Herb has an “H” in it!
The herb garden is coming up well thanks to Keri’s constant maintenance!
I would like to thank those who commented on the “processed chicken” I serve for a lunch sandwich.
I do several favored types and are, like I say, “easy but complicated,” but I thought I would share a few pics and the process as it goes.
There is one key ingredient that can be hard to find if you are attempting this at home, coul fat, every animal has it holding their stomach together but pig coul fat works the best! Ask a local butcher or specialty store if they carry it or can get it for you. I use Prairie Harvest, a company that deals in wild game and specialty meats www.prairieharvest.com .

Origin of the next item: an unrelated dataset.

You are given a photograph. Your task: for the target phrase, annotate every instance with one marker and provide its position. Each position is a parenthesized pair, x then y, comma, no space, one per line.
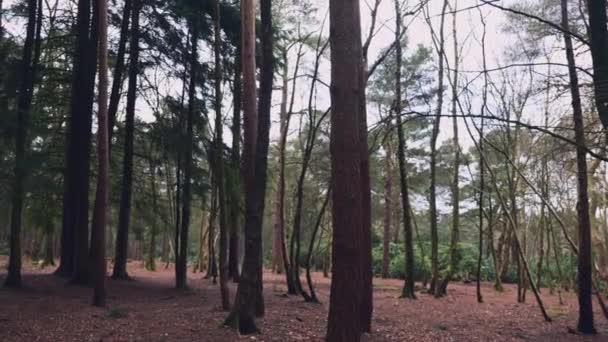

Coul fat has been used since the beginning of food preparation. It’s handy for holding together meats and other components for slow roasting and sausage making. The thin layer of coul fat nearly cooks away and helps to maintain the shape of what it has in side. It was the original way that processed lunch meats were put together by the butcher until mass production in factories took over. It’s an art that I love to continue to utilize and to share with those who are interested in the way true food is done! I’m planning a ”Range and Sky” later this week which I will utilize the coul fat. Check back later for the pics and process!!
I start by spreading the coul fat out and placing the marinaded chicken on the side closest to me. This is a South Western Chili Rubbed Chicken I’m doing.
I roll the coul fat around the chicken, keeping it nice and tight, tucking in the ends as I roll.
Once it is all rolled up, I use butchers twine to tie it.
I roast it at 350 degrees for approximately 30 min or until it reaches an internal temperature of 165.
Of course, I cool it off and, after removing the butcher twine, I slice it on a sharp slicer!
The end process results in a slice of sandwich meat! There is nothing better when it’s fresh!